Being in U2 means never having to say you’re sorry, and yet it has sometimes seemed like Bono has been on a kind of apology tour in recent years, whether the singer has been waxing humble about the universal iTunes album drop or about U2’s grandeur or about the sound of his own voice. But now it sounds as if he might want to take all that humility back and stand defiant in the face of the band’s detractors and nitpickers after all.
Bono’s current stands on penitence for U2’s perceived sins can be found in a clip from a video interview Zane Lowe conducted with Bono and the Edge for Apple Music. Watch the exclusive excerpt, above, or watch the entire conversation when it premieres today at 10 a.m. PT on Apple Music 1.
“Actually, I’ve got an apology. I wrote it,” Bono tells Lowe, in the middle of a chat about whether it’s appropriate for U2’s members to have a high opinion of the band. He pulls a written statement out of his suit pocket and begins to recite a short speech he’s written out:
“I apologize for having the unreasonableness of youth as I enter my 60s,” he says. “I apologize for being a singer who will get in your face whatever direction you’re looking. I apologize for not being shy or retiring and for loudly giving thanks for where I go to work. I apologize for stretching our band to its elastic limit. I apologize for wanting to make an unreasonable guitar record that rattles my cage and others. I apologize for repeating over and over, that rock ‘and’n’ roll is not dead, it’s just older and grumpier, and occasionally makes fireworks out of its mood changes.
“But most of all,” Bono concludes, “I apologize for apologizing.”
After the tongue-in-cheek buildup, the singer makes it clear with that last statement that U2 has gotten as humble as the band ever needs to, with some of the members’ other statements in recent years, and that it may be appropriate for the pendulum to swing back to being proud of letting their superegos, if not actual egos, run wild.
The clip comes from a conversation Bono and the Edge are having with Lowe to promote a new U2 album, “Songs of Surrender,” that includes remakes of 40 previous U2 songs. The singer and guitarist are also out this week with the Disney+ streaming special “Bono & The Edge: A Sort of Homecoming, with Dave Letterman.” While Letterman visits with the two band members in Dublin, Lowe had his talk with Bono and the Edge in and around an RV in the California desert.
Bono’s reference to “an unreasonable guitar record” refers to a new studio album, apart from “Surrender,” that U2 has been working on bit by bit for years, albeit one that is unlikely to come out this year. The singer has said in recent interviews that the group is unlikely to complete and release that album until they can tour behind it with Larry Mullen Jr., who is still dealing with issues related to surgery that will keep him off the road until 2024.
The exchange about U2’s humility, and/or lack of need for it, harks back to a minor controversy of 2022, when the two band frontmen were doing interviews to promote a song they had written and performed for the animated film “Sing 2.” At that time, some headlines were made when Bono told the Hollywood Reporter that he would sometimes “cringe” at the sound of his own voice — a sentiment that had non-fans of the band reacting along the lines of “at last, he gets it.”

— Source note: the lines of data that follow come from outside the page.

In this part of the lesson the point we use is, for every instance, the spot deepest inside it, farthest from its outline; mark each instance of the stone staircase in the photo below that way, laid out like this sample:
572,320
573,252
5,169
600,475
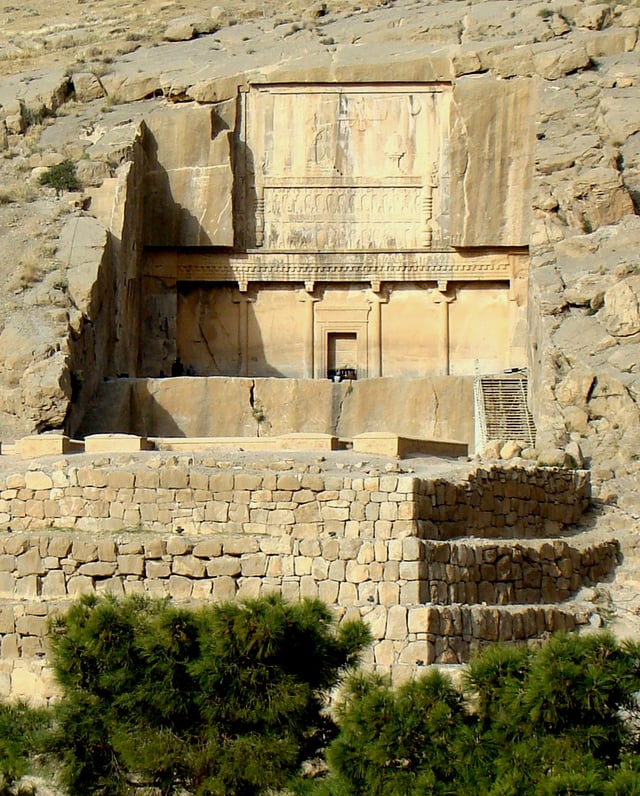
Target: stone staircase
502,411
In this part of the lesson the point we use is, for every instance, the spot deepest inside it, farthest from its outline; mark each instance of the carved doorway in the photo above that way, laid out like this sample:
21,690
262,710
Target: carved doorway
342,352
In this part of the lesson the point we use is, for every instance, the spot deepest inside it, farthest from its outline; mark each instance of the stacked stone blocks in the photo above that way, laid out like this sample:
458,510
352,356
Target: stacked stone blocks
193,532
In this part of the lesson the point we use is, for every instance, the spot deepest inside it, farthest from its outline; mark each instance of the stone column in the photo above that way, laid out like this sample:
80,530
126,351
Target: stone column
442,297
243,299
307,297
376,297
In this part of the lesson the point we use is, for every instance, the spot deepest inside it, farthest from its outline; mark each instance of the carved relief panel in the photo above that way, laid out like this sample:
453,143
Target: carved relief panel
335,168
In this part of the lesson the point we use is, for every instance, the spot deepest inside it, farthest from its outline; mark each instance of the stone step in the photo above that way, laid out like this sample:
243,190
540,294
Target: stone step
531,571
455,632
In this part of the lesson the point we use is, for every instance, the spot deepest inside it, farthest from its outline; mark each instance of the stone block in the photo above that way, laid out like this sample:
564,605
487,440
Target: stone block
189,565
114,443
131,565
180,588
79,584
84,551
36,479
54,584
98,569
254,565
238,545
46,445
224,588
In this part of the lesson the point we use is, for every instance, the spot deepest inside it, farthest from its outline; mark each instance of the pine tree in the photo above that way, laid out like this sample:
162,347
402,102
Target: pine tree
226,700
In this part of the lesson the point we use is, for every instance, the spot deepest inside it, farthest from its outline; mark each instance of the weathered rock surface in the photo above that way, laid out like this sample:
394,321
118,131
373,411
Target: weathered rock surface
569,87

In a subsequent interview with Variety, Bono assessed the overreaction to his comments in the public sphere and took it all back, more or less.
“I’d enjoy this moment while I’m feeling very raw and fucked up, because I’ll be right back” being cocky, Bono told Variety at the time. “I’ve tried humble. It doesn’t work! I think I’m getting back to being loud and proud. The humble pie, you can eat it, but you don’t want to be choking on it.”
Retorted Edge, “He’s not as nearly as humble as I am. I’m just saying, I am way more humble than him. Just going on the record.”
“I’ve tried it. I’m over it,” Bono responded, tongue only partly in cheek. As the new Apple clip indicates, sackcloth and ashes are still no longer his thing.